Vince Vaughn has a new movie that opens this weekend, The Dilemma. I’m lucky enough to have friends with connections so I got to see it a couple of days early. I was pretty excited to see it, hoping that it might redeem Vince Vaughn from the calamity that was Couple’s Retreat. I have to preface by saying that I am a huge fan of Vince Vaughn and have been ever since Swingers in 1996. Granted, I didn’t see Swingers until 1998, but I quickly developed a huge crush on “Trent”. How sad it is to see a heart throb from only 14 years ago grow so frumpy and pudgy and saggy.

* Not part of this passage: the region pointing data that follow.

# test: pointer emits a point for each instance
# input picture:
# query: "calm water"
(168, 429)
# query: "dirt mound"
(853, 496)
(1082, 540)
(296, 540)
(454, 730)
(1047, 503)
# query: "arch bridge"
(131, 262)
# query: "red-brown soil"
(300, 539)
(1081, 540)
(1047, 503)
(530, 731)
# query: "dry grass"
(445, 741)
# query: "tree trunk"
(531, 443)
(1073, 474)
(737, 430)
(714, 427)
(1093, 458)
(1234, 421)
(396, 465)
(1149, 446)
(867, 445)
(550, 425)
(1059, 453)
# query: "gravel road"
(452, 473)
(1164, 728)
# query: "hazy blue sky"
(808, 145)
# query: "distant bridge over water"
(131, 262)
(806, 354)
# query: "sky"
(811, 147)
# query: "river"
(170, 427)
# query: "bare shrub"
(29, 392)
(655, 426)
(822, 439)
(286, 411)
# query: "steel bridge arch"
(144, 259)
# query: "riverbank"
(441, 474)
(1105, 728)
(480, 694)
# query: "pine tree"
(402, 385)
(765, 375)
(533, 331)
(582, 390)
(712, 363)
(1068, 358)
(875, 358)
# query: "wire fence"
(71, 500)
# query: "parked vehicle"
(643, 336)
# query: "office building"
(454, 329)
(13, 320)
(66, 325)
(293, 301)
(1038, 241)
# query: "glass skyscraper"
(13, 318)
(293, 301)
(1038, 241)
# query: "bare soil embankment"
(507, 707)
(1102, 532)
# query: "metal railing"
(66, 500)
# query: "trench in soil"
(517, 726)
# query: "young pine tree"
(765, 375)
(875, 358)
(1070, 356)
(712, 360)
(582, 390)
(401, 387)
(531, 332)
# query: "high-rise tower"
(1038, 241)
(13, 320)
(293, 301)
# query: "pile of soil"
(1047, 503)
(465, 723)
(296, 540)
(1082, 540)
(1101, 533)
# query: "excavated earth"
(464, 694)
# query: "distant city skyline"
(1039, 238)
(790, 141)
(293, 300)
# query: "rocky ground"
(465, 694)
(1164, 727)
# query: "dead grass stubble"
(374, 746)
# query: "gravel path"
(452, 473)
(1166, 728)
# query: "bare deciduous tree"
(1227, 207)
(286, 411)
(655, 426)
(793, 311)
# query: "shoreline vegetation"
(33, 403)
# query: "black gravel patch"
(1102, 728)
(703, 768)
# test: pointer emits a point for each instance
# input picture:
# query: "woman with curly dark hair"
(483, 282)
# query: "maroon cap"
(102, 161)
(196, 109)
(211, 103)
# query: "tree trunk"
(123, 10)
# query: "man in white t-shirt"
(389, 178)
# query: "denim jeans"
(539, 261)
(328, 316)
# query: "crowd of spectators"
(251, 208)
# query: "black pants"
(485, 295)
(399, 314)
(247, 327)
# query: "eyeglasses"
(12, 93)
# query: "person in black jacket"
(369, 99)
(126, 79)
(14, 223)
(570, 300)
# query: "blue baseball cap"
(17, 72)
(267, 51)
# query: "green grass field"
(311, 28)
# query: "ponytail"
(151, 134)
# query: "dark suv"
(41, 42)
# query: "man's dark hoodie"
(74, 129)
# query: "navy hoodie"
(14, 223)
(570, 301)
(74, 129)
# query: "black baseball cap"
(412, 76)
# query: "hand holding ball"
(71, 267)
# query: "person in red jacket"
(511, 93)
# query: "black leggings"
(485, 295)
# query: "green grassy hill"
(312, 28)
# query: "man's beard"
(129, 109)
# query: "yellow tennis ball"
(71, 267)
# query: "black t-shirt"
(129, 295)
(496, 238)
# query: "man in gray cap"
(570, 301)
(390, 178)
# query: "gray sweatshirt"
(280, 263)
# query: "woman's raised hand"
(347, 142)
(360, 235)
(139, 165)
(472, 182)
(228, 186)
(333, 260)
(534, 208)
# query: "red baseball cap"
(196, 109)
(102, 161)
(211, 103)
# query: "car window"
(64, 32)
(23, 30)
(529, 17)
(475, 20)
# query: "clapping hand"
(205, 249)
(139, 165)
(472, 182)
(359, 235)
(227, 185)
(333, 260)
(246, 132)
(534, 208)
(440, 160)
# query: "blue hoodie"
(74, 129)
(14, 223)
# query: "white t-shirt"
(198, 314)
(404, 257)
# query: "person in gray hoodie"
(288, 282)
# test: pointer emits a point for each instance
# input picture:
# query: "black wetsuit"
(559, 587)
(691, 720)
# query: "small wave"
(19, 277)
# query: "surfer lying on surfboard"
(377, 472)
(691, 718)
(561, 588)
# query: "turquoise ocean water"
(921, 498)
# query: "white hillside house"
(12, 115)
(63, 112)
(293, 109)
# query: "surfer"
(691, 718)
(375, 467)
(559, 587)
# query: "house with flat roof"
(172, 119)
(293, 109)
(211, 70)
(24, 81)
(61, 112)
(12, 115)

The opening scene for The Dilemma shows 2 couples having dinner together and philosophizing about whether or not you can really truly know another person. This scene created a cyclical series of reactions in me. First, I was sad because Vince Vaughn’s baggy eyes hardly resembled the beautiful-baby-loving man I crushed on a decade ago- he seemed so old. Then I felt like I could identify with the couples sitting around having intelligent conversations in a fancy restaurant and it made me feel pretty grown up. Then I realized that I was identifying with an old-looking bunch of grown ups having intelligent conversation in a fancy restaurant and that made me feel old. Then feeling old made me sad again. Seems like a lot to get out of a minute or two of a film, especially one that’s being touted as a comedy.
Let me clear this up for you: The Dilemma is not a comedy. If anything it’s a dramedy. I hate when movies get billed as one genre but turn out to be something else. Remember the trailers for The Family Stone in 2005 which looked so funny?
That movie left me crying for another 20 minutes even after leaving the theater. Thankfully, The Dilemma didn’t make me cry. I imagine if I identified a little more closely with it (ie. knew someone personally who’s marriage was in jeopardy because of a cheating spouse) it might’ve crossed that cry-line, but gratefully it stayed just slightly on the more comedic side of the dramedy probably due to the bromantic nature of it. There are quite a few hearty laughs, but just as many serious moments that provoke real emotion.
The plot is great fodder for one of those grown-up intelligent conversations I mentioned earlier: a guy finds out that his best friend’s wife is stepping out on him. Does he tell on her, or keep the secret to himself? There is hardly a right answer in the situation and the movie does a great job delving into the scenario while at the same time keeping it a little lighter with a sub-plot involving the lead guys getting ready to pitch their electric car technology to Dodge/Chrysler. In those scenes, Queen Latifah steals the show. Her “lady-wood” talk cracks me up.
It is a great cast and it’s nice to see Winona Ryder making a bit of a Hollywood comeback. She was viciously good in Black Swan too. Jennifer Connelly is true to form: both subtle and striking. Kevin James is Kevin James but he showed great range even if he couldn’t keep up with his co-star. Vince Vaughn hasn’t lost his appeal in the way his witty fast-talk is charming, nor his comedic timing… it’s only his looks that have faded. Channing Tatum steps out from his Step Up character but I still can’t take him seriously, even if I keep thinking he’s Josh Hartnett. That being said, playing Zip in The Dilemma was perfect for him. As I already said, Queen Latifah rocks. She should’ve been in more scenes. The whole cast plays well off each other so that definitely contributes to the success of the movie as a whole.
So, should you pony up the cash to see The Dilemma in theaters this weekend? Sure! It certainly could lead to deep conversations with whoever you see it with. Probably not best for a first date though. I’m not saying it’s the best dramedy of all time, but it’s a good movie and I happen to think director Ron Howard did a great job of balancing the feeling with the funny. I may have felt sad in the opening scene, but I definitely felt good when I left the theater.